MANIER LE MICRO COMME LE STÉTHO, LE TOP POUR LE VÉTO - La Semaine Vétérinaire n° 1212 du 04/02/2006
La Semaine Vétérinaire n° 1212 du 04/02/2006

À la une

Auteur(s) : Nathalie Devos

Du « bœuf en dope » à la grippe aviaire qui met « la France sur ses ergots », la profession n'est pas épargnée par les crises médiatiques. Désormais, dans un monde où l'information est reine, celui qui pèche en termes de communication devient un bouc émissaire idéal. Les vétérinaires doivent en tenir compte.

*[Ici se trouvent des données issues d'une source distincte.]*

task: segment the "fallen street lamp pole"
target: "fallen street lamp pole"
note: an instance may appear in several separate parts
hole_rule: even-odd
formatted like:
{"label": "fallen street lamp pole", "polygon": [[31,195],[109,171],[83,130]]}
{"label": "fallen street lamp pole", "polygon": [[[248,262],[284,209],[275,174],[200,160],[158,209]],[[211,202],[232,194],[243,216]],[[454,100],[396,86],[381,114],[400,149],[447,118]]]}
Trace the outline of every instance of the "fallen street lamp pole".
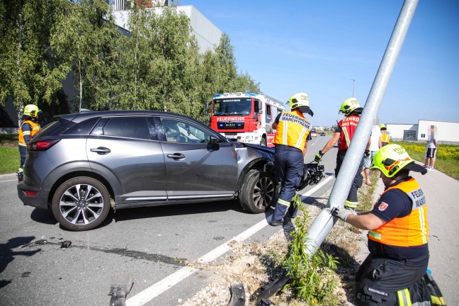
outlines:
{"label": "fallen street lamp pole", "polygon": [[[395,63],[403,45],[419,0],[405,0],[395,23],[382,60],[375,77],[371,90],[362,112],[351,145],[346,154],[336,181],[333,186],[328,207],[341,208],[351,189],[353,179],[371,134],[373,120],[376,117],[384,98]],[[356,158],[356,157],[361,157]],[[329,212],[323,210],[316,217],[305,238],[306,254],[314,254],[320,246],[336,222]]]}

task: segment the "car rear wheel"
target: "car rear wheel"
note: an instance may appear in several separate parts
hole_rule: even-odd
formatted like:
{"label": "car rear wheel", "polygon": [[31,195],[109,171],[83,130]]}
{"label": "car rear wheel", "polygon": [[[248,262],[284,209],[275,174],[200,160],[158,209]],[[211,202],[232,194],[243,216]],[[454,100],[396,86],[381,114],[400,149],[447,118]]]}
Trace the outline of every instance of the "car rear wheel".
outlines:
{"label": "car rear wheel", "polygon": [[64,227],[74,231],[92,230],[107,217],[110,194],[96,179],[79,176],[59,186],[52,197],[52,209]]}
{"label": "car rear wheel", "polygon": [[274,176],[264,171],[251,170],[242,182],[239,201],[245,210],[261,213],[273,204],[275,196]]}

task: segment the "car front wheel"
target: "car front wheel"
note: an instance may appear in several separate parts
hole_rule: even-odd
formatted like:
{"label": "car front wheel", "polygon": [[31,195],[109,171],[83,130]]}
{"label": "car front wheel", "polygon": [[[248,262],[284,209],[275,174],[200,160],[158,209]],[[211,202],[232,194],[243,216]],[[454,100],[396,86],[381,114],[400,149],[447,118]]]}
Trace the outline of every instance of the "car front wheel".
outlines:
{"label": "car front wheel", "polygon": [[64,227],[73,231],[92,230],[107,217],[110,194],[96,179],[79,176],[59,186],[52,197],[52,209]]}
{"label": "car front wheel", "polygon": [[245,210],[261,213],[273,204],[275,196],[274,176],[264,171],[251,170],[242,182],[239,202]]}

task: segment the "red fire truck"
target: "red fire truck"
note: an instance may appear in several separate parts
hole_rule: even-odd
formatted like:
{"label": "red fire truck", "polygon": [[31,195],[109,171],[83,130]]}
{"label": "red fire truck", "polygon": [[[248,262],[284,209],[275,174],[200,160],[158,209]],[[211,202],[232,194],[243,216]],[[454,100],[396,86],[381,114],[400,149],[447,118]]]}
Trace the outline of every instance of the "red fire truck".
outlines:
{"label": "red fire truck", "polygon": [[232,140],[263,146],[271,143],[271,125],[285,107],[278,100],[259,94],[224,93],[208,105],[210,127]]}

Dans les sociétés occidentales, l'événementiel a envahi l'information. Désormais, tout devient médiatique. Qu'il soit divers ou d'actualité, chaque fait peut se transformer en crise. Lorsqu'elle survient, les médias grand public ne se contentent pas de l'observer, mais en sont généralement les acteurs, voire les déclencheurs. Après qu'ils ont “mis le feu”, il revient aux secteurs concernés de l'éteindre pour rassurer le citoyen-consommateur-électeur. Tous les domaines de la vie quotidienne, de la politique aux entreprises quelles qu'elles soient, peuvent en faire les frais. La profession vétérinaire n'est pas épargnée. Les médias n'ont pas laissé passer “la vache folle” en 1996 et en 2000, la fièvre aphteuse en 2001, les cas de rage en Gironde en 2004. Et, bien entendu, ils se sont emparés de la grippe aviaire il y a quelques mois, lui réservant un traitement qui a développé une psychose au sein de la population, avec comme conséquence une crise de la filière avicole.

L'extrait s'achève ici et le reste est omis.